Real life proves just as dramatic off-screen as it does on it for these two actors, the aging Hollywood superstar Gloria Grahame and her younger lover, Peter Turner. As their mismatched romance waxes and wanes over time, events conspire to keep them in each other’s lives even when it proves difficult and demanding. Ultimately, they find that they must each come to terms with whatever fate they face in the future whether they are together or apart.

One review

  • “She was a big name in black-and-white films, not so much in colour,” says one character of Gloria Grahame in Film Stars Don’t Die in Liverpool, adapted from actor and writer Peter Turner’s memoir of his time with the Oscar-winning actress.

    Indeed, by the time the 28-year-old Turner met Grahame, she was twice his age and well past her prime. An iconic femme fatale figure in films such as In a Lonely Place, directed by her then-husband Nicholas Ray, and Human Desire and The Big Heat, both helmed by Fritz Lang. The arrival of Technicolor exacerbated her obsession with her looks – Grahame not only had several cosmetic surgeries but was known to stuff cotton or tissue between her lip and teeth to achieve her signature sultry pout – and her reputation for being increasingly difficult to work with, along with her scandalous personal life (her fourth husband was Anthony Ray, her former stepson; it was rumoured that Nicholas Ray had discovered Grahame in bed with his son, who was then thirteen) contributed to her waning popularity.

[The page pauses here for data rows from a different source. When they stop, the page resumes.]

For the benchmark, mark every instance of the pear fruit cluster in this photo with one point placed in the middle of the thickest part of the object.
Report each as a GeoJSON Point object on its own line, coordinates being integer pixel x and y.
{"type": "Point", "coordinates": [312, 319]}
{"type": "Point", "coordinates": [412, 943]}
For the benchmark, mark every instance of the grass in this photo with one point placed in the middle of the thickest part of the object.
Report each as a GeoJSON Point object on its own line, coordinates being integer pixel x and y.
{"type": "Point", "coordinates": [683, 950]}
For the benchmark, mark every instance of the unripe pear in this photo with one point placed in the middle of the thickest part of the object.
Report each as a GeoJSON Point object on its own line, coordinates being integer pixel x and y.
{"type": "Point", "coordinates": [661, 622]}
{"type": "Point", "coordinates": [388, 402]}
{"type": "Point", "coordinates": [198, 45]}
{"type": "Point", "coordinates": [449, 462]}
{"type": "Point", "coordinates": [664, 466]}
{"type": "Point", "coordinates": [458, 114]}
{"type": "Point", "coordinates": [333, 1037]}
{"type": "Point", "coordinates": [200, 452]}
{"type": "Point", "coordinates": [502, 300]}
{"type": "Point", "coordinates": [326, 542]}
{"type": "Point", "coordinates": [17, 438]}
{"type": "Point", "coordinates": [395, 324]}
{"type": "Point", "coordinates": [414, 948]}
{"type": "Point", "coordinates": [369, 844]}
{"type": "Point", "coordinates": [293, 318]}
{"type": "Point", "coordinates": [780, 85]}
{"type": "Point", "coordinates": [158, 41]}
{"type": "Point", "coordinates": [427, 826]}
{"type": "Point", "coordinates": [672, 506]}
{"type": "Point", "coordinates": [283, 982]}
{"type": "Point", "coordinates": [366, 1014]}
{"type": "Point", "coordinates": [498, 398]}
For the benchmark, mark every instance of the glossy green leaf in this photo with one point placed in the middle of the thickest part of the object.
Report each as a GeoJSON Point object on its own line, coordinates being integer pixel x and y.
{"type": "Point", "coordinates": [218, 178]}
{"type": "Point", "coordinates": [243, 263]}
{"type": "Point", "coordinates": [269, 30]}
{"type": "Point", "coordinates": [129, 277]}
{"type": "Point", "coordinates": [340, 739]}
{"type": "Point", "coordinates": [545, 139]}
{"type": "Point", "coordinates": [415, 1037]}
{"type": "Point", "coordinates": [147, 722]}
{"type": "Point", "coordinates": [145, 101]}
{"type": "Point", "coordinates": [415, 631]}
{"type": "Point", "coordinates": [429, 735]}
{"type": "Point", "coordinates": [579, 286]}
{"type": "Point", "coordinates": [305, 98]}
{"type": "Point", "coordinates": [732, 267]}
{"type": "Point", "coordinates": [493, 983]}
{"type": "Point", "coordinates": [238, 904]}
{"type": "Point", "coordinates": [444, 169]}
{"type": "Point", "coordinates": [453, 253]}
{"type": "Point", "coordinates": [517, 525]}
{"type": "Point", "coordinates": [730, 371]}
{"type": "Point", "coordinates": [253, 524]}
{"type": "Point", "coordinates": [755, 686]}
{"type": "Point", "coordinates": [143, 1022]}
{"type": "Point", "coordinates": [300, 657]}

    For Turner, Grahame was the flirty older woman next door who used to be a star but was now trying to get herself back in the game by treading the boards in England. The film moves back and forth between 1979 and 1981, juxtaposing the steamy passion of their incipient romance with the more melancholy later stages when an ailing Grahame asks Turner to let her spend her final days in Liverpool being cared for by his family, specifically his mother Bella (Julie Walters). Director Paul McGuigan pulls off clever transitional scenes with the help of cinematographer Urszula Pontikos and editor Nick Emerson, utilising long hallways and open doors to slip from present to past and back again. There’s a deliberate superficiality to the proceedings, as if the whole film was a literal projection of Turner’s memories, one that he could rewind and fast-forward at will.

    Affectionate though this film may be towards its subjects, one never fully grasps who Grahame and Turner are or why and how they were attracted to one another. There’s a certain one-dimensionality to the characters that almost makes them stock. That said, Annette Bening as Grahame and Jamie Bell as Turner deliver excellent performances, truly selling the romance as well as embodying their characters’ conflicts during that specific period of time. Bell may have the least showy role of the two, but he’s tremendously affecting. Bening is nothing less than luminous; in a way, her portrayal is a more vulnerable variation of the minxish tart she played in The Grifters, a role which would have been perfect for Grahame had it been made during her heyday.